His more famous brother Vincent was 14 when Cor was born. Over the years, Van Gogh and his sister Wil lived in Zundert, Helvoirt, Etten and Nuenen. Unlike his eldest brother, Van Gogh followed a technical career path. In April 1885, just before he turned 18, Van Gogh began an apprenticeship at a factory in Helmond. In 1887, he moved to Lincoln, England, where he honed his technical skills. In 1889, at the age of twenty-two, he emigrated to the Zuid-Afrikaansche Republiek. By the time he arrived, the small gold diggers had been excluded by large mining magnates who united in 1889 to form the Chamber of Mines. Van Gogh worked on a mine in Germiston and then, in 1890, (in the same year as his brother's suicide), began working as a draftsman for the Dutch South African Railway Company (N.Z.A.S.M.), where for 10 years the railway line network was extended.

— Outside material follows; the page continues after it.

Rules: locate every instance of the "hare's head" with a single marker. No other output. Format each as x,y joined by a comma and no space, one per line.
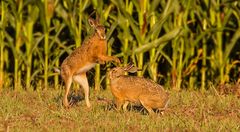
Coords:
118,71
99,29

== Anglo–Boer War and death==
Van Gogh left the Netherlands for South Africa at the outbreak of the Second Boer War (1899–1902). In Pretoria, he was employed to make technical drawings for the Netherlands-South African Railway Company (Nederlandsh-Zuid-Afrikaansche Spoorweg Maatschappij). There, he married Anna Eva Catherina Fuchs, a German-born Roman Catholic, in February 1898. His wife abandoned the marriage eight months later, taking their possessions. Following the end of the marriage, he joined the Foreigners Battalion to fight the British. Van Gogh and his fellow volunteers fared badly in combat. He was admitted to a Red Cross hospital with a fever. The ill-supplied hospital lacked Dutch physicians and nurses, who had just been evacuated.

Van Gogh was left in possession of his pistol and on 14 April 1900, he shot himself in his hospital bed, perhaps accidentally. He was 32 years old. His mother was under the impression that he had died in combat.